# "Cross rails o/f"



## Cinder (Feb 20, 2011)

I'm looking at the prize list for my upcoming show and I'd just like some clarification on these:

34) Warm-up Cross rails- trot corners
35) Cross rails-trot corners
36) Cross rails-trot corners
37) Crossrail-trot corners- U/S

38) Warm-up Cross rails
39) Cross rails o/f
40) Cross rail o/f 
41) Cross rails under saddle

I'm guessing that the U/S in the first division means under saddle. How is the "under saddle" class different from the other classes? 
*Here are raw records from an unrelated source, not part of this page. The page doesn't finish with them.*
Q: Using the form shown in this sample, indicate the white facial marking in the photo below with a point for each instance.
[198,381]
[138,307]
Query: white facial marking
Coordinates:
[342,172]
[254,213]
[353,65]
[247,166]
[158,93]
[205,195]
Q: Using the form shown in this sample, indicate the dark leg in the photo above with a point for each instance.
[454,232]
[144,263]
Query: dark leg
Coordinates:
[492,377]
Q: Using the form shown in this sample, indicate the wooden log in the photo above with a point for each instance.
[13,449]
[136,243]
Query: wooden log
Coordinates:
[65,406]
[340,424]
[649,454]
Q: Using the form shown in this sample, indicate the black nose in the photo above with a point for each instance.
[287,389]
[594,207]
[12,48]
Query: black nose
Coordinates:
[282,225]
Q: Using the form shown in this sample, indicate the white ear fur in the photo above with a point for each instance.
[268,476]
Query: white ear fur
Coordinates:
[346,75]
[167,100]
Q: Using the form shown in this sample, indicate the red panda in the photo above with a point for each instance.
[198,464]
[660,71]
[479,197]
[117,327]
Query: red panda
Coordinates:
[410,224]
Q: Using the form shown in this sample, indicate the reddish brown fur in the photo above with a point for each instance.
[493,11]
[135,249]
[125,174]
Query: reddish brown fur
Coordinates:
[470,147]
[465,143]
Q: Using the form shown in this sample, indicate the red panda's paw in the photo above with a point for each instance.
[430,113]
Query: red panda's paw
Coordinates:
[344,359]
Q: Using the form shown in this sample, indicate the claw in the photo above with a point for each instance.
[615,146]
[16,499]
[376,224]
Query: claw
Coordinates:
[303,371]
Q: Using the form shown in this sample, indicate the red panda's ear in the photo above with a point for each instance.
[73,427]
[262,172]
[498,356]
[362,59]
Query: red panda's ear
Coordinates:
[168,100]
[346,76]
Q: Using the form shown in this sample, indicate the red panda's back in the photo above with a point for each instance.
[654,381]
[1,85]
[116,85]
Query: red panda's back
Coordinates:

Also, what does o/f stand for? 

And last but not least, warm-up is not judged, correct?

Thanks!


----------



## countercanter (May 18, 2011)

Cinder said:


> I'm looking at the prize list for my upcoming show and I'd just like some clarification on these:
> 
> 34) Warm-up Cross rails- trot corners
> 35) Cross rails-trot corners
> ...


O/F means "over fences." These two divisions are different because the first one allows you to trot the corners of the course. You can canter the lines then break to the trot through the turns. The second division I am assuming wants you to canter the whole thing. Both of these divisions have two over fences classes and a flat class. The warm up is judged but it does not count for points towards the division. It is a chance for horse and rider to go in the ring and jump the course as if it were a real class. It is helpful for young or spooky horses as well as riders who might be nervous. You will have a set course to do for that class if you choose to do it.


----------